Cybersecurity: Getting Serious About Safeguards

PROTECT AND SECURE
Interviews with computer security experts and consultants across the country—many of them young and brash but nonetheless well-informed—suggest that outside of a few regulated industries, such as banking and insurance, the majority of SMB CEOs have not taken sufficient steps to protect themselves. Hackers pursuing technical secrets may target startup companies in fields such as solar energy, genomics, pharmaceuticals, nanotechnology and other fields where American companies hold global advantage. More established companies that sell highly specialized equipment to aerospace and defense industries are also targeted.

Hackers don’t necessarily infiltrate smaller technology companies for what they have today—they may be more interested in what they can access once a smaller business establishes an alliance with a large company or is acquired. The cyber thieves can insert viruses and malware that lie dormant in a system until they are activated, which may be years later.

“IT departments are way behind.”

The attacking software can even work its way up through different levels of approval within a company’s system until it is accepted as legitimate. Other types of hackers seek information that can be sold on the “dark” Internet, the part that ordinary folks never see, and they go after the personal data of people who do business with hospitals, law firms or retailers.

The dark Internet is where hackers exchange code and brag about their exploits.
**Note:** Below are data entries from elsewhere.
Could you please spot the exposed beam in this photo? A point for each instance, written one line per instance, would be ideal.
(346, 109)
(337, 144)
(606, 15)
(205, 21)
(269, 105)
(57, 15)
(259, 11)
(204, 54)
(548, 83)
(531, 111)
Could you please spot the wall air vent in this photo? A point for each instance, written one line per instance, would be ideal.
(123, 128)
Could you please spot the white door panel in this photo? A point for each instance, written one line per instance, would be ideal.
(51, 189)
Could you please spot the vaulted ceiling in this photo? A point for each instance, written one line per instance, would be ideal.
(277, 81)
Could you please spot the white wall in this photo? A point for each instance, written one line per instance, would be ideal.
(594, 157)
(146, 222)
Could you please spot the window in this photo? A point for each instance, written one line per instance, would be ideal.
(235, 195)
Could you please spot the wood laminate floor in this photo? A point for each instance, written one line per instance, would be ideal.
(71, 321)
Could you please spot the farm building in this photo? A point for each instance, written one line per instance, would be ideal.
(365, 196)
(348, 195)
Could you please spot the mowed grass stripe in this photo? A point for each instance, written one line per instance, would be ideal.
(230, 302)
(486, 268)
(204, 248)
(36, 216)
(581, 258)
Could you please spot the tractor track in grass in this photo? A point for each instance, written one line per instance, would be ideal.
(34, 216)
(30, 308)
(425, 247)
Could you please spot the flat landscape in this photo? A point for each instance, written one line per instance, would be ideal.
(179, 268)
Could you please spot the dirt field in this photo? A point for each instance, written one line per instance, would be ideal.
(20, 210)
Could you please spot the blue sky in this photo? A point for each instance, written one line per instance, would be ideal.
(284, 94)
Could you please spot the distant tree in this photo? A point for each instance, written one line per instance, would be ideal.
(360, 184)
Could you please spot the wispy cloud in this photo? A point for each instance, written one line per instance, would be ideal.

The worst sort of hackers, however, are company insiders who have a beef with top management. They have security clearances—and axes to grind.

cybersecurity 3Most companies with less than $1 billion in sales a year cannot afford full-fledged IT departments with a dedicated chief security officer, and therefore may have only a handful of people managing a large, complex problem. Furthermore, when IT departments are aware that they have vulnerabilities and approach top management for funding to fix the problems, they are often denied that money. To compound matters, they fear that if they reveal too much about security gaps to their CEOs, they will be held responsible. “IT departments are way behind,” says Andrew Ostashen, co-founder of Boston-based Vulsec, another consultancy that specializes in smaller companies.

“They’re constantly climbing up the hill while the hackers are on top of the hill throwing rocks at them.” He notes that many SMBs have 10- and 12-year-old firewalls that cannot properly analyze the data flowing in and out of a company’s systems.

THE PEOPLE PROBLEM
One reality is that if the attackers can make direct contact with the people inside a company, they can almost certainly use employees’ social media postings to learn about their technological competencies and their personal interests. That helps them create special “come-on” messages, or phishes, that are so well-tailored that even a trained employee will click on an Internet link, introducing a virus or malware into the company’s systems. “The human is the weakest link,” says Ostashen, an “ethical hacker” who assaults companies’ systems to demonstrate their weaknesses. “If I can get to the human, I can almost always get in.” These types of attacks are also called remote social engineering attacks.

Another reality is that employees in all sizes of companies increasingly want to use their own smart phones or iPads to connect to their companies’ central nervous systems, whether from home or on the road. This creates another avenue the hackers can use if those communications are not encrypted. Employees who lose a company laptop loaded with sensitive information can create major problems.

Add it all up and it’s clear that CEOs of SMBs face a tremendous challenge in maintaining the vital flow of information and the creative exchanges among people inside their companies—and with business partners—without increasing the risk of getting hacked. And many are in denial about it, says Ostashen. “I go into a company and provide a roadmap for how to fix their problems, then go back six months later and find that the problems are actually worse,” he says. “Top management did not want to spend the money. They wanted to accept the risk.”